Wednesday, August 26, 2009

BERNANKE REAPPOINTMENT DRAWS FIRE FROM SENATE

       President Obama's decision seen as a mistake by some

       Some US senators expressed worries or outright disgust on Tuesday at President Barack Obama's announcement that he was nominating Federal Reserve Chairman Ben Bernanke to a second term.
       Democratic Senator Christopher Dodd, the chairman of the Senate Banking Committee, cited "serious differences" with the Fed over the past few years, but added "reappointing Chairman Bernanke is probably the right choice".
       "Bernanke was too show to act during the early stages of the fore-closure crisis, but he ultimatelly demonstrated effective leadership and his reappointment sends the right signal to the markets," said Dodd.
       Dodd, who will chair Bernanke's Senate confirmation hearings, said he had "serious concerns" about the Fed's "failure to protect consumers" and vowed vigorous questioning on what authorities the central bank should have done.
       The top Republican on the panel, Senator Richard Shelby, said the hearings should include questions about the Fed's role in the US response to the global financial meltdown sparked by a collapse in the US housing market.
       The committee "should carefully examine the impact of the Fed's failures as a back regulator, how such failures contributed to the financial crisis, and whether Chairman Bernanke's performance as the chief regulator merits his reconfirmation", said Shelby.
       "We must be mindful that this crisis is not over. We must determine whether Chairman Bernanke has the strategic vision to chart the necessary course going forward and the resolve to stick to it," said Shelby.
       In his announcement, Obama said Bernanke's bold "out-of-the-box" thinking would help steer the US economy out of the worst slump since the 1930s.
       But independent Senator Bernie Sanders charged that Bernanke had been "asleep at the wheel" while the global economic meltdown developed and "did nothing to move our financial system onto safer grounds."
       Sanders, who sits on the Senate Budget Committee, accused the Fed chief of abetting "the greed, irresponsibility and illegal behaviour of Wall Street.

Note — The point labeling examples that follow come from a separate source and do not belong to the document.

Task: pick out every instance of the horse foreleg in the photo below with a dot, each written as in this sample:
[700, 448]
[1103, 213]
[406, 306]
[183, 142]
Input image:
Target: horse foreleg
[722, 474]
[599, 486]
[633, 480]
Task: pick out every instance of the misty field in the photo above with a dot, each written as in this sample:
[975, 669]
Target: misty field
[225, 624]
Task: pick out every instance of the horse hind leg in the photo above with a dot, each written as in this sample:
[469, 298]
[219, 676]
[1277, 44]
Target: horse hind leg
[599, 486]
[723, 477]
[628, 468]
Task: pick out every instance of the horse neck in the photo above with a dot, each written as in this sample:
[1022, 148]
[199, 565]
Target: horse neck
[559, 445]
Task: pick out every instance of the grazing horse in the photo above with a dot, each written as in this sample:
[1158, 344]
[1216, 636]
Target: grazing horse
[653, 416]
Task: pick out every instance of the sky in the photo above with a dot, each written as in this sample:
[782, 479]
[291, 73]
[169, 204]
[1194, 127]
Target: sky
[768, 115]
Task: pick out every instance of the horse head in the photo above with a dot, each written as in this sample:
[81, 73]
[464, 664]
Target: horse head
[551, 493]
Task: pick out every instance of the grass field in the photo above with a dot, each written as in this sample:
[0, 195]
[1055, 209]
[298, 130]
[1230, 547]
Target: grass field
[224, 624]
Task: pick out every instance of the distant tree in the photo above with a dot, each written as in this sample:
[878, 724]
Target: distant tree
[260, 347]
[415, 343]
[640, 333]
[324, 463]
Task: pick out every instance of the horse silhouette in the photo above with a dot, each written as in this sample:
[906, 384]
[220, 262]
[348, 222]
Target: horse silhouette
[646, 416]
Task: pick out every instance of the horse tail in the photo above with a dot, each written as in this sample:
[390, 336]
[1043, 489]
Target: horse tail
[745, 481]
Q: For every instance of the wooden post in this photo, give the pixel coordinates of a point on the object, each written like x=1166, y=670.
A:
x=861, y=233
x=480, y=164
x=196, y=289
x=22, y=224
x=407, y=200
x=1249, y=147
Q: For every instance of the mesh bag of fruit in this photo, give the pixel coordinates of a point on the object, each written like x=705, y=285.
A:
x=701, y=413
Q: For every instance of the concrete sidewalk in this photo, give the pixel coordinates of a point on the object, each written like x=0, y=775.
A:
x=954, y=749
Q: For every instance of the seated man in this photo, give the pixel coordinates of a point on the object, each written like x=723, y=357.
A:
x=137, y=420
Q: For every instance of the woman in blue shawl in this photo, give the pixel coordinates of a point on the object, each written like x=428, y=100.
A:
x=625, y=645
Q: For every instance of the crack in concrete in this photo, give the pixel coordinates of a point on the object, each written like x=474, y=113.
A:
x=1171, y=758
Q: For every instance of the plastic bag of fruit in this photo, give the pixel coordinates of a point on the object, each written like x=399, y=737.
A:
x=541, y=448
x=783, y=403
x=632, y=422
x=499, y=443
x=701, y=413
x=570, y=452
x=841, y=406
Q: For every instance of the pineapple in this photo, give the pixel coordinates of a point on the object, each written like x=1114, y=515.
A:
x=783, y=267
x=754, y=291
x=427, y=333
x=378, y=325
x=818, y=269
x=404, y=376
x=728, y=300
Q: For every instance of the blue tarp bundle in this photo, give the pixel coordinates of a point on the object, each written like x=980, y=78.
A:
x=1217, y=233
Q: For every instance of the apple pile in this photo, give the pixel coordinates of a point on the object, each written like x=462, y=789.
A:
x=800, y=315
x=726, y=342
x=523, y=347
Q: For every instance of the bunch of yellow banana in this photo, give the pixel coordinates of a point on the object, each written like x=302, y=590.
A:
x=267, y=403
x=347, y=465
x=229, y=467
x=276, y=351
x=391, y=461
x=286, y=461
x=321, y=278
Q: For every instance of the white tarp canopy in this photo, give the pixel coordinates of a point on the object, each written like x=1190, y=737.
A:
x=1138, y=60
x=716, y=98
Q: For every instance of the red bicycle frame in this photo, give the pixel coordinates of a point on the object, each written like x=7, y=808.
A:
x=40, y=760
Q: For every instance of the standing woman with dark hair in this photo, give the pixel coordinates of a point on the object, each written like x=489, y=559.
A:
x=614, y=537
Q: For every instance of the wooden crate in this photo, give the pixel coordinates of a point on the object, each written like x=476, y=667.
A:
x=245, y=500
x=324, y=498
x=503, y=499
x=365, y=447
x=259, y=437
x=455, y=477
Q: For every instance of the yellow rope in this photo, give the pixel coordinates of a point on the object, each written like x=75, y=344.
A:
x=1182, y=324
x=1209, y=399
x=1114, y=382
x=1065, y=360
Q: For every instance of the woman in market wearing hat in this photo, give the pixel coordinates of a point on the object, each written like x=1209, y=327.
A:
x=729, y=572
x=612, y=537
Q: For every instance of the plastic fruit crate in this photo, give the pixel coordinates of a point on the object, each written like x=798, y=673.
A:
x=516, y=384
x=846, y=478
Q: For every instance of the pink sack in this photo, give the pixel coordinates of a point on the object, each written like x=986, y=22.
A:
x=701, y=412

We need a chairman of the Federal Reserve who is more concerned about expanding the productive economy, increasing decent-paying jobs for all Americans, than continuing to fan the flames of Wall Street greed and outrageous compensation "packages", the lawmaker said in a statement.
       And Republican Senator Jim Bunning accused Bernanke of helping Obama rather than being an independent central banker and bluntly declared: "I don't think he deserves another therm as chairman of the Federal Reserve."
       He accused Bernanke of "acting as an arm" of Obama's Treasury Department and supporting Obama's "out-of-control spending policies that have led to America's mounting debt and will put the taxpayers trillions of dollars more in the red".
       Bernanke "lacks the independent voice we need in a Federal Reserve chairman and has refused to provide any sort of transparency or account-ability to the American people when it comes to who exactly the Fed is lending to and how much they are lending", said Bunning.
       Bunning is a member of the Senate's committees on Finance as well as Banking, Housing and Uran Affairs.
       Bernanke's renomination allows him to redefine the Federal Reserve's mission as he expands its power over financial markets and pulls back on a credit surge the central bank used to keep the economy from collapse, economists say.
       His agenda during the next four years will include elevating the Fed's role in reducing excessive risk in major financial institutions, figuring out how to curtail asset bubbles, and scaling back US$1.2 trillion (Bt41 trillion) of monetary stimulus.
       "He will have the opportunity to permanently change the structure of the Federal Reserve system," said Vincent Reinhart, a former director of the Fed's Monetary Affairs Division who is now a resident scholar at the American Enterprise Institute, a Washington-based research group.
       The stakes are high, said Henry Kaufman, president of Henry Kaufman&Co in New York. "Success in overhauling supervision of the financial system would mean improved economic conditions for an extended period of time," Kaufman said. "Failure would mean a return to continued volatility."